Dari kekayaan, kami kemudian bicara tentang hobi. “Saya tak memiliki banyak hobi. Hobi saya cuma mengendarai mobil,” katanya. Dia bilang mobilnya ada enam. “Semuanya dari hasil mengutang. Saya belinya kredit, sekarang tersisa dua lagi yang belum lunas kreditnya,” kata Irwandi. “Ada yang bilang mobil saya harganya Rp 2 miliar, itu Jeep Wrangler Robicon yang dibilang harganya segitu. Terlalu berlebihan menilai harga sebuah mobil ya.”

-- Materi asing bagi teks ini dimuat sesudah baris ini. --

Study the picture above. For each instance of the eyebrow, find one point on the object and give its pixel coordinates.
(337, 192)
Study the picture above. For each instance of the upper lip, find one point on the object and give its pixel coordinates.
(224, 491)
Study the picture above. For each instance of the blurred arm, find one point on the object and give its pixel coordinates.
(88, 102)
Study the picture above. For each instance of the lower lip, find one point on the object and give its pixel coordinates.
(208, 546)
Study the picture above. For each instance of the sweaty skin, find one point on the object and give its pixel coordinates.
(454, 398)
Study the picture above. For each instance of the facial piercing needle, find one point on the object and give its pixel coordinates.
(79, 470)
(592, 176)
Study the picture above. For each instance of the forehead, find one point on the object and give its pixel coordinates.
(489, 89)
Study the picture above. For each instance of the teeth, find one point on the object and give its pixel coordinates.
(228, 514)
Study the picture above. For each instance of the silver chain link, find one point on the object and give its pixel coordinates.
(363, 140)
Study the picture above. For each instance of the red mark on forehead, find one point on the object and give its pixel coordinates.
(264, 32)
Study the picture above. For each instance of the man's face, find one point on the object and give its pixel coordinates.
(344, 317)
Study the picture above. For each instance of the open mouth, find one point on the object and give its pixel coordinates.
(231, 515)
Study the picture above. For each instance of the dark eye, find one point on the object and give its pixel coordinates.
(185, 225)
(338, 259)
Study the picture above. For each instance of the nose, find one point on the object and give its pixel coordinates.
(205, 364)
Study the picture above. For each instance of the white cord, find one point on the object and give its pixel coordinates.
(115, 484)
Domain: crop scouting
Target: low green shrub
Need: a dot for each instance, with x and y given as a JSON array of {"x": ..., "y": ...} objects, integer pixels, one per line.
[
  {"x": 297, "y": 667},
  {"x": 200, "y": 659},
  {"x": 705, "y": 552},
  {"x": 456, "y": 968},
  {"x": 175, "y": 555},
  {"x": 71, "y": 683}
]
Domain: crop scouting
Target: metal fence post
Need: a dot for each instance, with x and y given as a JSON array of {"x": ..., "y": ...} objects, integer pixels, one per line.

Benar, harganya memang kisaran ratusan juta. Saya kemudian menyinggung Jeep Hammer yang pernah dia setir di kota Jakarta. “Itu bukan mobil saya, itu punya si Rafli,” katanya. Rafli adalah temannya di Jakarta. “Biasanya memang saya suka menyetir itu ketika di Jakarta. Kan, ketika ke Aceh dia sering pakai mobil saya.”

***

Rokok yang terselib di bibirnya dihisapnya dalam-dalam. Saya baru saja bertanya kenangan masa kecilnya di Paya Kareung, Bireuen. Rupanya, saya telah mengusik sanubarinya dan membuat angannya melayang ke masa lalu. “Ketika saya baru bisa membaca, saya suka buka tong buku ayah saya,” katanya.

Lahir di Desa Sagoe, pada 2 Agustus 1960, Irwandi adalah sulung dari enam bersaudara dari pasangan Muhammad Yusuf dan Nafsiah Puteh. “Salah satu novel yang saya baca adalah menceritakan tentang anak yatim yang dipaksa mencari duit untuk ibunya yang pemadat.”

Novel itu membuatnya terhanyut dalam keseriusan yang ganjil. Suaranya mulai parau, dia memadamkan rokok ke dalam asbak di atas meja. Sempat saya lihat bulu-bulu halus di tengkuknya berdiri tegak. “Sedih sekali nasib anak yatim ya,” katanya. Dan.... Irwandi meneteskan airmata, hidungnya memerah. Ini jelas membuat saya terkejut sekaligus grogi, sebab selama ini saya mengenal Irwandi sebagai sosok yang keras dan tegas, bicara lugas bahkan cenderung tanpa “rem”.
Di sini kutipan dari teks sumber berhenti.